A ocupação com maior número de demissões voluntárias foi a de Operador de Telemarketing. 22% das demissões voluntárias. 

 

Coisa de jovem

A grande maioria dos trabalhadores que pedem demissão são de até 24 anos. 30% dos profissionais têm esta faixa etária. Entre os 24 e 29 anos, o índice diminui. São 20% dos profissionais que estão nesta faixa etária que pedem demissão voluntária. No entanto, o índice volta a subir para o patamar de quase 30% para os profissionais na faixa etária de até 39 anos.

 

Sociedade em redes e neoliberalismo é fator para a fluidez no trabalho

O dado pode significar mesmo as fases de vida. Profissionais de até 24 anos precisam e buscam profissões que exigem menos qualificação. Ainda, são de uma geração que cresceu junto com a Internet e a sociedade em redes. Uma das características desta sociedade em redes, segundo o teórico Manuel Castells, é mesmo a fluidez e a instabilidade. Esses dois fatores fazem com que este jovem busque mais experiências do que estabilidade. Sem contar que a grande maioria destes jovens não possuem obrigações como filhos e contas de casa – quando moram com os pais.

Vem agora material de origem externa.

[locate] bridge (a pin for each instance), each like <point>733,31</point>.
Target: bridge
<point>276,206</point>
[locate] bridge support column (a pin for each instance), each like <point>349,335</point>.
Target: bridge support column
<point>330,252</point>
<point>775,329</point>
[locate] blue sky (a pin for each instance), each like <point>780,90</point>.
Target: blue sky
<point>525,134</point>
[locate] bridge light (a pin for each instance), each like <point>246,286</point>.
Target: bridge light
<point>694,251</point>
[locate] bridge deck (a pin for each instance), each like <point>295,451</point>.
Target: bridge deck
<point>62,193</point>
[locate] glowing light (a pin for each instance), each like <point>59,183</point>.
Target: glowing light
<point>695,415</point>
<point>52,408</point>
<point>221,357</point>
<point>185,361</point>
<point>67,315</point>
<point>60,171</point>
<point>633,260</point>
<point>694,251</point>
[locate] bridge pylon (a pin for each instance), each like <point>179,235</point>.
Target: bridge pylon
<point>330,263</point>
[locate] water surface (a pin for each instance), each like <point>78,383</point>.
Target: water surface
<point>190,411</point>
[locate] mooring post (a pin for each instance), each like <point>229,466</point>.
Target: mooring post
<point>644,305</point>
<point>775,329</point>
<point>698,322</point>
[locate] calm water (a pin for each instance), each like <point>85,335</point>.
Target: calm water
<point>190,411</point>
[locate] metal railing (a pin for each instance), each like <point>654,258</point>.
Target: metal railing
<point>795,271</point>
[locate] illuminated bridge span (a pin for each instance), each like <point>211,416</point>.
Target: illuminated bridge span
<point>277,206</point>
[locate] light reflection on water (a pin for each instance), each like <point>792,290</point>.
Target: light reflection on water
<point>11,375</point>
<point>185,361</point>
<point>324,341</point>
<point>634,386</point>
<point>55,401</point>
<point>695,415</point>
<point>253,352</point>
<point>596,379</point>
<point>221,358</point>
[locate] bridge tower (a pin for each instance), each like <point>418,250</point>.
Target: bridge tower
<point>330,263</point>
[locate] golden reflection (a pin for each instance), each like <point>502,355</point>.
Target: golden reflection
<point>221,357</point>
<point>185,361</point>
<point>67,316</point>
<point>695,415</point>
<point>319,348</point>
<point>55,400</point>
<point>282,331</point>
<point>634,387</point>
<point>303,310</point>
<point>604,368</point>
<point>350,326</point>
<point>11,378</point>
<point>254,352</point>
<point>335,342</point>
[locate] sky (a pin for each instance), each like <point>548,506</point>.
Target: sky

Esta geração, ainda, cresceu durante os últimos 30 anos, quando as relações de emprego não são priorizadas pelo Estado, pela economia e pelas empresas. Hoje, desde que a economia global passou a ser conduzida pelo que se chama de Neoliberalismo, o estímulo global é pelo empreendedorismo, e não pelas relações trabalhistas, como no início da industrialização e da urbanização – bem como as reformas legislativas que protegeram os trabalhadores.

 

Prioridades

A outra faixa etária que busca novas oportunidades e até mesmo fluidez são de profissionais de até 39 anos. 

Mais qualificados do que os profissionais de até 24 anos, estes profissionais não se sujeitam mais a condições e valores que não concordam. O trabalho precário e sem propósito não mais os limita para continuar numa situação de emprego degradante e perigosa – do ponto de vista da saúde mental.  

 

Mais velhos não se demitiram tanto

A faixa etária entre 39 e 49 anos é a que possui o maior número de empregos, e também a que menos profissionais se demitiram – foram só 14% dos total de pessoas que se demitiram que estavam nesta faixa de idade. 

Já entre os trabalhadores que têm 50 anos ou mais, a taxa de demissão voluntária foi ainda menor – 6,6%.